Pansy était penchée au dessus du lavabo. Elle laissait les larmes couler le long de ses joues. Elle avait l'impression d'étouffer… Elle défit son nœuds de cravatte tout en essayant d'ignorer les suppliques de Mimi. Le fantôme voulait savoir. Elle pouvait l'aider, hein ? C'est ce qu'elle disait mais elle n'avait pas la moindre idée de ce dont elle parlait. Personne ne pouvait l'aider.

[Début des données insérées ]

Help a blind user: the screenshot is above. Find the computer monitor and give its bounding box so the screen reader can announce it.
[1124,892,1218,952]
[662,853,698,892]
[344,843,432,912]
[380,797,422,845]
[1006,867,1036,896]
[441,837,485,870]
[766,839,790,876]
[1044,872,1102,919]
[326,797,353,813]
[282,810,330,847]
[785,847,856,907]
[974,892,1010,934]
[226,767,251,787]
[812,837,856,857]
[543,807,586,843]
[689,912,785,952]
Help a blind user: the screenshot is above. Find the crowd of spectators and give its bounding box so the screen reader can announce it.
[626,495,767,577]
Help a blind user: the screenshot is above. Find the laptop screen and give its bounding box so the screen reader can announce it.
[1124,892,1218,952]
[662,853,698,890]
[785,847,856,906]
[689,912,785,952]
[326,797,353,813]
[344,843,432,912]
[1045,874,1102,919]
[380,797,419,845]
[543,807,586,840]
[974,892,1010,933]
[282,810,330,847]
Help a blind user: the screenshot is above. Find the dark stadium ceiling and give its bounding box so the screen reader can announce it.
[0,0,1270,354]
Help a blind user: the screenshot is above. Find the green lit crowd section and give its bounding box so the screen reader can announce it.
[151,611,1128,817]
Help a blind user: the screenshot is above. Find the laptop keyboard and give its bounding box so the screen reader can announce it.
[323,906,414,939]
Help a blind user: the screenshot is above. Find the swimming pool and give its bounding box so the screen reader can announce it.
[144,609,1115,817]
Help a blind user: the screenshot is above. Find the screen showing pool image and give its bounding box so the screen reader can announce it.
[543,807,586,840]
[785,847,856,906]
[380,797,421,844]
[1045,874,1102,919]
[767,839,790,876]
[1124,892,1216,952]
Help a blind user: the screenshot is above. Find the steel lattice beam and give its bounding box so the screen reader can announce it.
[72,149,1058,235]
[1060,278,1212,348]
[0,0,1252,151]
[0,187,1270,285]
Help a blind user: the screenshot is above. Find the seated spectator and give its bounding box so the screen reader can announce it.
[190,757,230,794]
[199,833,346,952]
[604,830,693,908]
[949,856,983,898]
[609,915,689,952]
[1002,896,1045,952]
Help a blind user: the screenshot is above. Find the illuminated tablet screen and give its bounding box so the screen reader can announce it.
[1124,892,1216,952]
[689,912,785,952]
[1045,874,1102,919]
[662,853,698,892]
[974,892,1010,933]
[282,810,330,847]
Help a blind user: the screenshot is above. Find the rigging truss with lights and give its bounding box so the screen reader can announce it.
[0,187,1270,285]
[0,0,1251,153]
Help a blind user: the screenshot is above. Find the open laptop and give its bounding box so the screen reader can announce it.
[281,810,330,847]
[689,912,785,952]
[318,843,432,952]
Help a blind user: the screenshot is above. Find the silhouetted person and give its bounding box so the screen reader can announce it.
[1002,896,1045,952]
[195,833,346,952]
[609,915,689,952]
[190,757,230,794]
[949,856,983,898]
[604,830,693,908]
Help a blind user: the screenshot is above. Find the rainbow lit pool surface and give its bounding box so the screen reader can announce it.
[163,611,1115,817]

Son corps fut secoué de sanglots. Elle préférait attendre que ça passe avant de se passer un coup d'eau sur le visage. Elle sentait qu'elle en avait besoin.
Elle essaya d'expliquer à Mimi, qu'il n'y avait rien à faire, qu'elle ne pouvait pas l'aider et qu'elle, elle était perdue, il n'y avait plus rien à faire. Lorsqu'elle leva la tête pour voir son reflet dans le mirroir, elle aperçut du coin de l'œil l'ombre de Harry Potter. Encore là, celui-là ? Elle sortit sa baguette en un éclair et enchaîna les sortilèges. Il ne pouvait pas la voir dans cet état.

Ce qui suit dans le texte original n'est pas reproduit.